At Salon.com, there is an excellent article by Heather Havrilesky that indicates that maybe the generational divide has shrunk some recently. In An open apology to boomers everywhere, Havrilesky apologizes on behalf of her generation, Gen X, for being so impatient with Baby Boomers, their idealism, their tales of peace rallies, and their unending devotion to a “cause.” The article’s cultural references put the story into focus as she partially excuses the conduct of Gen X. After all, her generation had to deal with the influences of a motley crew including “Mister Rogers, Son of Sam, the Iran hostage crisis, Catholic school, the Hite Report, “The Day After,” Edwin Meese, rampant divorce, “Fantasy Island,” “Endless Love,” Jeffrey Dahmer, the Happy Meal, the Lockerbie air disaster, Toyotathons, John Updike, and ‘Who Wants to Marry a Millionaire?'”

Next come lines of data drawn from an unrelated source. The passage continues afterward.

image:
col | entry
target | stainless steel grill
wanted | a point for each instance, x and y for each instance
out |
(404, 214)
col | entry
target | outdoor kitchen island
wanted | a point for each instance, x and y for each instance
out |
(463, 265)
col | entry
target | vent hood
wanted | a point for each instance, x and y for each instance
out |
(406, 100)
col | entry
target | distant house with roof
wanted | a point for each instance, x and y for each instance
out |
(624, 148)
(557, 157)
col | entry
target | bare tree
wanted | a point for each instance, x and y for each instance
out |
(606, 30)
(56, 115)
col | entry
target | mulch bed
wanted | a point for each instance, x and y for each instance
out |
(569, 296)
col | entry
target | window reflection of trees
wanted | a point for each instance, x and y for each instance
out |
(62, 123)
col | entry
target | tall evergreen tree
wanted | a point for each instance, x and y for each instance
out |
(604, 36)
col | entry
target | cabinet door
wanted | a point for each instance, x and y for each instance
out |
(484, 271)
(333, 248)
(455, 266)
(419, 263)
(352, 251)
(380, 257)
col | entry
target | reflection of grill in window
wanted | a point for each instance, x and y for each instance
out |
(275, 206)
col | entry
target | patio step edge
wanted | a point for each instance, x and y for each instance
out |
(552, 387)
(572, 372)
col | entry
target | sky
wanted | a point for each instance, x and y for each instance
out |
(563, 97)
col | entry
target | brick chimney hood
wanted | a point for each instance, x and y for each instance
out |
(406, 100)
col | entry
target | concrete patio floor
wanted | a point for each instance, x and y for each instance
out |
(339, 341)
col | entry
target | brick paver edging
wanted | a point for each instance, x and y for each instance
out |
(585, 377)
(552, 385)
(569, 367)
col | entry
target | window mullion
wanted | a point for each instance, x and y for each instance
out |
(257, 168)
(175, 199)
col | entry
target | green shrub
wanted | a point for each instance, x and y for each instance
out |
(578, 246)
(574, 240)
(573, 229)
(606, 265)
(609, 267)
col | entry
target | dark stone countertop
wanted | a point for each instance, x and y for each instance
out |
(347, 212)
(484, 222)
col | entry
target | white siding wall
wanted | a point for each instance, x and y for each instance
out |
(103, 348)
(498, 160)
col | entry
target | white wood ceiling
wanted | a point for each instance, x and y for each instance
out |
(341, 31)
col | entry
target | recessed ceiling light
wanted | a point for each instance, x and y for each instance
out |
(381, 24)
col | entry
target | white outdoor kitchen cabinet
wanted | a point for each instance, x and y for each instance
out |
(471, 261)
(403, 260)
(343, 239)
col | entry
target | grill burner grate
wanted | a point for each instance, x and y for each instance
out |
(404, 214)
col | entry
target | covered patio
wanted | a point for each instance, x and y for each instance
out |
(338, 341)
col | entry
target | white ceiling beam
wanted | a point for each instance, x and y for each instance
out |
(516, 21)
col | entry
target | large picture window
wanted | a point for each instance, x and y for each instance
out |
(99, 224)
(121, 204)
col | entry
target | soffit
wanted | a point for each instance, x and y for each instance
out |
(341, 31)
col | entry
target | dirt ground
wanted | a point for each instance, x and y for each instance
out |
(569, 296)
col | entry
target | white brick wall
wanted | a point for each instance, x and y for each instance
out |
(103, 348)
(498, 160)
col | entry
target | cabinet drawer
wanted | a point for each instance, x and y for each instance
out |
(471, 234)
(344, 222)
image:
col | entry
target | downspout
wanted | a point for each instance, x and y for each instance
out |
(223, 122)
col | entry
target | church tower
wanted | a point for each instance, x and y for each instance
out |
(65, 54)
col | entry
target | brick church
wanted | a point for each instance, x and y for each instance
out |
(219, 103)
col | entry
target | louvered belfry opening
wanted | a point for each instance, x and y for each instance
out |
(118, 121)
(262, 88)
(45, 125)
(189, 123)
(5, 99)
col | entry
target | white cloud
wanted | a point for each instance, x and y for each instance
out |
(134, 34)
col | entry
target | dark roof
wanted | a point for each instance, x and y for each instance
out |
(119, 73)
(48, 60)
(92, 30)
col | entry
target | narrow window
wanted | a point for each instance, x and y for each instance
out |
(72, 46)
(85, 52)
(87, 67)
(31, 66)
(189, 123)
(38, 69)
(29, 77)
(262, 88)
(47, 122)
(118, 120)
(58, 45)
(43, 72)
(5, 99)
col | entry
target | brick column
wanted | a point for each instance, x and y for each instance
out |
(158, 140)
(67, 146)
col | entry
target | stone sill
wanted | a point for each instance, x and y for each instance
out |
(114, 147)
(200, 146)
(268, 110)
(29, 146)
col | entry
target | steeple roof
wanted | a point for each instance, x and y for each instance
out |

The piece is really a political one, likening the connection between Gen X and the president-elect to that of Baby Boomers and JFK. Having come of their political age, Gen X is only now able to understand their parents’ “idealism” and “notions about community.”
The article poignantly recognizes some of the real-life experiences that make the two generations so different. And, it concludes, as Generation X continues its own journey into maturity, it has come to understand some of those differences with modern-day replays of the experiences of their parents.